L’insulte ultime est venue avec la série télévisée des années 70, Kung Fu. L’implication de Lee dans le développement de l’émission, qui suivait un moine Shaolin dans l’Ouest sauvage, est sujette à débat. Quoi qu’il en soit, il a passé une audition pour le rôle principal, mais a été écarté au profit de David Carradine, qui n’avait ni ascendance chinoise ni connaissance des arts martiaux.

De retour à Hong Kong en 1971, Lee a enchaîné quatre films en deux ans et est devenu une superstar mondiale. En plus de mettre en valeur ses compétences physiques éblouissantes, les films de Lee étaient des récits de résistance. Il était aux côtés des ouvriers opprimés de l’usine et s’opposait à la corruption criminelle dans The Big Boss ; dans Fist of Fury, il se lance dans une croisade solitaire contre l’oppression coloniale dans le Shanghai des années 1920 (et, par extension, le Hong Kong britannique des années 1970), forçant ses adversaires japonais à manger leurs mots en décrivant la Chine comme « l’homme malade de l’Asie de l’Est ». Dans The Way of the Dragon, il sauve le restaurant familial et affronte Chuck Norris au Colisée. Ce n’était pas seulement le public local ; Lee est devenu un symbole universel de défiance : un homme de couleur cherchant à s’exprimer avec les moyens dont il disposait. Lorsque les étudiants de Hong Kong résistaient à l’autoritarisme chinois en 2019, ils adoptaient la maxime de Lee : « Sois comme l’eau ».

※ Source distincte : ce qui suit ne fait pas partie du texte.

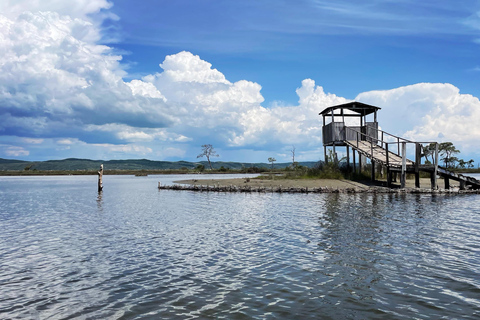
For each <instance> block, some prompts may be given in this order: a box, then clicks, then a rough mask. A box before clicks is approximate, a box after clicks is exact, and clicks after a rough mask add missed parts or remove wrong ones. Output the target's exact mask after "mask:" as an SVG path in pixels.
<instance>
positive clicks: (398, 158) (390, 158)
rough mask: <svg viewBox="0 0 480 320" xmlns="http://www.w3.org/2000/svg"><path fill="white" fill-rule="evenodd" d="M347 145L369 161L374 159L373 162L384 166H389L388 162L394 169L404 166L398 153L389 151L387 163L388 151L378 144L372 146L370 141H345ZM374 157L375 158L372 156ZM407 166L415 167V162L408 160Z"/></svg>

Le succès de ces films a enfin attiré l’attention d’Hollywood, mais même avec son célèbre Enter The Dragon (sorti un mois après sa mort), Lee n’était pas jugé assez fiable pour porter le film seul, donc Jim Kelly et John Saxon ont été choisis pour jouer à ses côtés. La folie des films de kung-fu des années 70 a influencé tout, des bandes dessinées (Stan Lee de Marvel a même décrit Lee comme « un super-héros sans costume ») à la musique pop. À cette époque, Lee a également redynamisé l’industrie cinématographique de Hong Kong, qui a depuis envoyé un flux d’acteurs vers l’Occident : Jackie Chan, Jet Li, Donnie Yen, Maggie Cheung et bien sûr, Michelle Yeoh. Sans oublier le flot d’artistes martiaux occidentaux, de Jean-Claude Van Damme à Jason Statham.

Tout aussi important a été l’exportation de réalisateurs de films d’action comme John Woo et Yuen Wo Ping, ce dernier donnant au film The Matrix son style d’action distinctif. Au XXIe siècle, l’action à la sauce hongkongaise est devenue l’ingrédient indispensable du cinéma d’action, et cela n’a pas changé depuis. On peut établir une ligne directe entre Lee et des films tels que Mission: Impossible de Tom Cruise (Woo a réalisé le deuxième volet), Shang-Chi de Marvel (la bande dessinée a été inspirée par Lee) ou John Wick de Keanu Reeves (dont la star et le réalisateur, Chad Stahelski, se sont fait la main sur The Matrix).

Et n’oublions pas Quentin Tarantino, qui a emprunté largement au cinéma de Hong Kong en général (Reservoir Dogs a repris l’intrigue de City on Fire de Ringo Lam) et qui, dans Kill Bill, fait porter à Uma Thurman un survêtement jaune caractéristique de Bruce Lee, pour un combat contre … Carradine. Tarantino n’a pas rendu la pareille dans Once Upon a Time in Hollywood, où il dépeint Lee (joué par Mike Moh) comme « un petit homme au grand discours », selon les mots du cascadeur de Brad Pitt, qui faillit le battre dans un combat. Cela a été considéré comme une caricature insultante par beaucoup, y compris la fille de Lee, Shannon. « Ils n’avaient pas besoin de le traiter de la même manière que le Hollywood blanc le faisait quand il était en vie », a-t-elle déclaré.

Les problèmes ne sont pas totalement résolus en termes de « blanchiment » des contenus asiatiques, de stéréotypes et de sous-représentation dans l’industrie. Mais des progrès ont été réalisés, et c’est à Lee que nous devons les remercier. Au-delà de cela, il reste fascinant à regarder à l’écran. Beaucoup de choses dans ses films semblent datées aujourd’hui, mais la physicalité et la présence de Lee sont toujours impressionnantes. Il était l’archétype de l’homme qui a réussi par lui-même, mais aussi un homme du peuple. Pas étonnant qu’il continue à toucher les cœurs.